Unnecessarily ruining disabled veterans’ credit scores is a small part of the mess that has become our student loan servicing system.

Student loan collectors are often motivated by perverse incentives that we have seen before in the financial services industry.

Profit maximization often takes precedence over the borrower’s best interests.

Navient, the nation’s largest student loan service company has been accused of misleading borrowers and illegally driving-up loan repayment costs by the federal government. They handle about 25% of the over $1 trillion student loan marketplace.

While the federal government has many programs in place to reduce the crushing effects of student loans, loan service companies (like Navient) often fail to inform borrowers, or deliberately mislead them about their repayment options.

These programs include income-based repayment programs and loan forgiveness programs for the disabled and military veterans.

According to The New York Times (the “NYT”), Navient has been accused of “using shortcuts and deception to illegally cheat struggling borrowers out of their rights and lower payments.”

This not only negatively impacts our nation’s youth, but older borrowers are hurt as well. According to the NYT, more than 2.8 million Americans over the age of 60 have student loan debt.

Overall, 41 million Americans owe $1.2 trillion in student debt with an average balance of $20,000 according to the NYT.

Student loan service companies have been accused of cheating borrowers with total and permanent disability by marking their charged off loans as defaults.

These borrowers are eligible to have their loans discharged without the devastating effects to their credit scores.

Workers in many loan service firms do not have an incentive to take the time to reach out to borrowers to analyze their own unique situations and particular needs.

The current “Student Loan Mill” system provides no compensation for this much-needed service.

To push things along, the system provides incentives for loan service employees to steer borrowers into forbearance. This allows the borrower to temporarily stop payment on their loan.

This misguided, short-term solution dramatically raises the interest costs on the loan by increasing the amount of years interest will continue to accrue.

Not surprisingly, the service company collects a $150 service fee each time it does this instead of explaining the options available that would provide a long-term and cheaper solution to the borrower.

Amazingly, the federal government pays over $600 million to these providers, annually. Simply put, in many cases these companies are not doing the job they are being paid for.

Compounding the problem, many students loans are constantly bought and sold, which makes loan servicing more difficult.
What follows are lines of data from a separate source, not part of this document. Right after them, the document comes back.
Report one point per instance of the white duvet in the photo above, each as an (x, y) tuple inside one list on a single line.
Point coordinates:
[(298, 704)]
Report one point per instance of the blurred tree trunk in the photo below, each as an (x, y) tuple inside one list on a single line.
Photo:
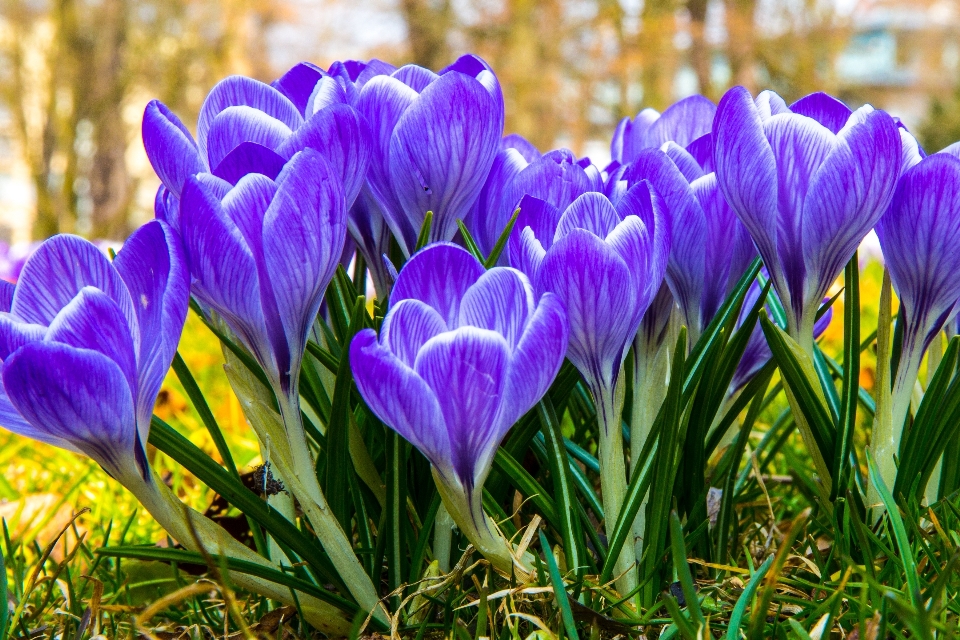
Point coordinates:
[(741, 47), (659, 53), (429, 22), (700, 57)]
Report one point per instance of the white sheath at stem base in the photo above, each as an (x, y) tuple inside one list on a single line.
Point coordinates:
[(188, 528), (291, 455), (467, 511), (613, 475)]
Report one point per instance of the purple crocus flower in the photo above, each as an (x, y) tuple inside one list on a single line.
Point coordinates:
[(920, 237), (591, 254), (435, 137), (262, 253), (807, 195), (85, 344), (246, 126), (682, 123), (711, 248), (462, 355)]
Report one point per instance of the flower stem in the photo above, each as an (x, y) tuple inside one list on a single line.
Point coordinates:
[(466, 509), (651, 370), (198, 533), (613, 474)]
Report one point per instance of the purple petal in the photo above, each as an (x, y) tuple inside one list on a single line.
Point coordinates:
[(555, 178), (6, 295), (502, 301), (592, 212), (486, 220), (55, 274), (538, 356), (297, 84), (522, 145), (439, 276), (686, 163), (683, 122), (153, 266), (170, 147), (747, 173), (223, 267), (79, 396), (823, 108), (467, 371), (382, 102), (340, 135), (408, 327), (702, 151), (586, 274), (920, 237), (400, 398), (235, 125), (850, 192), (93, 321), (442, 150), (415, 77), (303, 235), (237, 91), (247, 158)]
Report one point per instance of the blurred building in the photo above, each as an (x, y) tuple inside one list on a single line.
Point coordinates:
[(901, 54)]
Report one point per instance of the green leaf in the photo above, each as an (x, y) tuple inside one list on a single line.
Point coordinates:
[(739, 609), (797, 371), (424, 236), (564, 492), (899, 535), (180, 556), (491, 260), (843, 444), (166, 439), (206, 416), (526, 484), (683, 571), (559, 590), (468, 240), (339, 463)]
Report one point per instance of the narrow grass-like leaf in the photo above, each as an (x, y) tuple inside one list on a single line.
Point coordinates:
[(843, 443), (746, 597), (469, 242), (559, 590), (494, 256), (682, 568), (424, 236), (790, 359), (564, 492), (339, 463), (170, 442), (527, 485), (899, 535), (180, 556)]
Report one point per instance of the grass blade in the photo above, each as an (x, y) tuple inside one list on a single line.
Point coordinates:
[(564, 492), (494, 256), (559, 590), (683, 571), (739, 609)]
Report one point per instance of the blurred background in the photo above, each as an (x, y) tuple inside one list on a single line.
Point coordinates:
[(75, 75)]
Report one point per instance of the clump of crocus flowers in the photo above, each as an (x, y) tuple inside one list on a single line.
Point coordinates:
[(491, 264)]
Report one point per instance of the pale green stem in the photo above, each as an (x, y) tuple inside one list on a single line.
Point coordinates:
[(613, 475), (198, 533), (284, 436), (804, 338), (443, 538), (651, 370), (466, 509)]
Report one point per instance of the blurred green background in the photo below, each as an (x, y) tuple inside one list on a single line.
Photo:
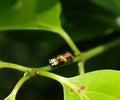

The costs of not looking out for the borrowers’ best interests are devastating for our economy.

The debt burden on the young negatively affects our nation’s housing market and small business formation.

The costs to the elderly can be catastrophic to their underfunded retirement savings. Elderly borrowers also add increased strain on our already overburdened entitlement programs like Medicare, Medicaid and Social Security.

Finally, when overwhelmed and mislead borrowers default, we are all left on the hook because most of these loans are explicitly backed by the federal government and our tax dollars.

Just like our nation’s conflicted financial services industry and its trillions of dollars of nontransparent fees, the current system has astronomical potential for unnecessary interest costs on borrowers.

The old adage proves true again: People will act according to the incentives that are offered to them. This is the reason that, of the 51% of student loan borrowers eligible for income-based repayment plans, only 15% take advantage of this option.

Military members who are on active duty are also eligible for lower rates, but sadly many are never informed.

The NYT sums this up nicely:

“Navient is accused of deliberately steering borrowers away from income-based repayment plans that could have lowered their loan costs — in order to maximize its own profits. Enrolling customers in such plans can be time-consuming and complex, and Navient’s compensation system for its customer service representatives encouraged them to push struggling customers toward other options, according to the bureau’s complaint.”

Bad incentives lead to bad behavior and the little guy gets crushed. Let’s end this cycle of  ‘rinse and repeat’.